Mount Arthur class action meeting in Singleton

BATTLING: Injured former Mount Arthur contract mineworker Simon Turner, whose refusal to take 'no' for an answer has led to potentially industry-changing legal action.
BATTLING: Injured former Mount Arthur contract mineworker Simon Turner, whose refusal to take 'no' for an answer has led to potentially industry-changing legal action.

THE law firm committed to a class action over alleged under-payment of casual mineworkers at the Mount Arthur coal mine is holding public meetings in Singleton this week to drum up support for its claim.

The meetings at Singleton Diggers Club are scheduled for 6pm on Tuesday and noon on Wednesday.

The class action flows from a campaign – highlighted by Fairfax Media – by a group of former contract workers at Mount Arthur, led by former Chandler Macleod employee Simon Turner, who have contested their treatment at the hands of Chandler’s and mine owner BHP.

A corporate restructure had resulted in the Chamberlains team starting a new business, Adero Law, to run the class actions.

Lead partner Rory Markham said the “town hall style” meetings were to allow anyone interested to quizz him about any aspect of the class action, which alleges contractors have been wrongfully employed as casuals.

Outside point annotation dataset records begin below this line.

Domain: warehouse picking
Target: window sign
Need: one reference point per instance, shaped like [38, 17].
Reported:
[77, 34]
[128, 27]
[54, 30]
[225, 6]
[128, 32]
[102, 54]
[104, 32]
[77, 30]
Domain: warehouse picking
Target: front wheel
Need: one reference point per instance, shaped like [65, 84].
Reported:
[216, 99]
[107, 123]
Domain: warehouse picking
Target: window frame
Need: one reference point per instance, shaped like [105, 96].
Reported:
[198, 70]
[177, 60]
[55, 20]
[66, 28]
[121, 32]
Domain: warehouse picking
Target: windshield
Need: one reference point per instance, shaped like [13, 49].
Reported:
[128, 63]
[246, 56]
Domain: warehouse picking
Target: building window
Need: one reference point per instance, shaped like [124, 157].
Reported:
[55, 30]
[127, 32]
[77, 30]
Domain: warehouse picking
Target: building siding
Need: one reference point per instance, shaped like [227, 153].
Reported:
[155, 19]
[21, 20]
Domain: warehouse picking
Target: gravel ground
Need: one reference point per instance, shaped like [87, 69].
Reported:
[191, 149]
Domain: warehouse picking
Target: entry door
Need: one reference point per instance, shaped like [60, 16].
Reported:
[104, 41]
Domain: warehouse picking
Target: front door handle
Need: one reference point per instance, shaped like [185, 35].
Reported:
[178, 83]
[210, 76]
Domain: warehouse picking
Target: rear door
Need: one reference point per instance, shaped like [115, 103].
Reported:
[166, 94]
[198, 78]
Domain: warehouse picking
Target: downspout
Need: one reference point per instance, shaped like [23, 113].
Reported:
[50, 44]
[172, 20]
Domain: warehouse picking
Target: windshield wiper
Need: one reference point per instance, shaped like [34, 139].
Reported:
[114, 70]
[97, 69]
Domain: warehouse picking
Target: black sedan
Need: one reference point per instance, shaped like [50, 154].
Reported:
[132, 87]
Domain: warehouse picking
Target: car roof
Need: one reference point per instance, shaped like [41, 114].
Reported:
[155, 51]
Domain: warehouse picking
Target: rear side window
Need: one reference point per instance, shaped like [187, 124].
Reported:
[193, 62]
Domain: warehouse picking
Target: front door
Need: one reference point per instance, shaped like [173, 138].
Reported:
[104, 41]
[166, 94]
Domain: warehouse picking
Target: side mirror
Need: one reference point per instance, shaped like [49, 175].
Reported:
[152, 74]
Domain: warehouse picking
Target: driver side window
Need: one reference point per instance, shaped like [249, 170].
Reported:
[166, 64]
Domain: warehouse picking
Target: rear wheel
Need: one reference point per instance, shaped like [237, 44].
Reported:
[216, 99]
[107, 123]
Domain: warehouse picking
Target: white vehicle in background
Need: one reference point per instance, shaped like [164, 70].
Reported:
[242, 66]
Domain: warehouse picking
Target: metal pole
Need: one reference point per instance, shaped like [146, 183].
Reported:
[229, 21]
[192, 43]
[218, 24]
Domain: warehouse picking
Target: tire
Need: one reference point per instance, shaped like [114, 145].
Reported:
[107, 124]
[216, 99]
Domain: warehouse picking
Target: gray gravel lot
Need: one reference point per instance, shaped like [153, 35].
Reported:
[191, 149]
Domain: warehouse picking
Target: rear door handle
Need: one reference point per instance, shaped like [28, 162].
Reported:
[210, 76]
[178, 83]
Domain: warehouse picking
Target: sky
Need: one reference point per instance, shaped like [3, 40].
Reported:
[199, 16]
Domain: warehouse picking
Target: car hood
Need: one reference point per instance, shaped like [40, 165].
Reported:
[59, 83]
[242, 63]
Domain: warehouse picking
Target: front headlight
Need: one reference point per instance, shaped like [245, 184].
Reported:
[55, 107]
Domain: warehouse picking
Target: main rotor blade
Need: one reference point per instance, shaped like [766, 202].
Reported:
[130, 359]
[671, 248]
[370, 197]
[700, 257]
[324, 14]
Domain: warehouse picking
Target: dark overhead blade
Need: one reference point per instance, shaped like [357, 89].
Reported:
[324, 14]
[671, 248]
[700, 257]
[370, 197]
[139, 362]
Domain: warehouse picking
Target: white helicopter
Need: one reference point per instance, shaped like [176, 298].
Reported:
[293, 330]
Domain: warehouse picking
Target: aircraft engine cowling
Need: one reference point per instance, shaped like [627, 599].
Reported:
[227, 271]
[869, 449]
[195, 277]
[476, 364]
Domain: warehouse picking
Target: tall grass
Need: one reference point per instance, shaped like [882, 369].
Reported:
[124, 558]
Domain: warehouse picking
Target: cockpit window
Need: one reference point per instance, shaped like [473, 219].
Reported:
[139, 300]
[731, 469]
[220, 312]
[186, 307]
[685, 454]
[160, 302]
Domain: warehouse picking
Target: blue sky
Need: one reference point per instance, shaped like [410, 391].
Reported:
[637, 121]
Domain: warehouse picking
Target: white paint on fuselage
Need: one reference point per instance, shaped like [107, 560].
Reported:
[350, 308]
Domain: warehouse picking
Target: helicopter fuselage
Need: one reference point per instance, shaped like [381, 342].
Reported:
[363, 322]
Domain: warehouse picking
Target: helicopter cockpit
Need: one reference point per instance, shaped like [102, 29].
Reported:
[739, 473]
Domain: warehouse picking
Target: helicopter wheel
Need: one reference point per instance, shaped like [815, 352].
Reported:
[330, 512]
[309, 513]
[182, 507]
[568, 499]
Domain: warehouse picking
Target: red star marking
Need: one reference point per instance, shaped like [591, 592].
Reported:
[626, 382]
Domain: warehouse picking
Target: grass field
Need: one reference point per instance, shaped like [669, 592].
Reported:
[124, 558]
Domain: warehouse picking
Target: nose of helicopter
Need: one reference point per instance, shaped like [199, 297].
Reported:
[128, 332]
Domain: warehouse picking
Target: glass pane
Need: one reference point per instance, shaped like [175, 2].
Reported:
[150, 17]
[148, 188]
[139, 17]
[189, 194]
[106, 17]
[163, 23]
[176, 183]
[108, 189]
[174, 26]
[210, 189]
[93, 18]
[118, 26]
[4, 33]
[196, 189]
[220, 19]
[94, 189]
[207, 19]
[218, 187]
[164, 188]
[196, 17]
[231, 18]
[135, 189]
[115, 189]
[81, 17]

ADAMANT: Adero lead partner Rory Markham says the Mount Arthur class action will be filed in the Federal Court in March.

ADAMANT: Adero lead partner Rory Markham says the Mount Arthur class action will be filed in the Federal Court in March.

Mr Markham said Adero was confident the case would be filed by the end of March.

As Fairfax Media has reported, Mr Markham and his legal advisers believe that thousands of contract mine employees have been underpaid because various enterprise agreements have purported to have people employed as casuals, when the award that all enterprise agreements must not be in conflict with states that full-time and part-time employment are the only types of employment available in the industry.

In a letter to mineworkers participating in the claim, Adero said last week that “our counsel in Sydney, Mr Terrence Lynch SC, agrees with our position that you were incorrectly classified as ‘casual’ when you were in fact a full-time or part-time worker”.

“His advice confirms our view that you have a strong claim for underpayments in relation to shortfalls in entitlements as a result of that misclassification,” the letter says.

“This is supported by the advice of an independent assessor, who has similarly reviewed the claims against Chandler Macleod and [another contractor] TESA on behalf of our litigation funder, Augusta.”

Despite Adero’s confidence in its case, the mining companies and contractors being targeted in the action say they have adhered strictly to the law in employing and paying the workers at Mount Arthur.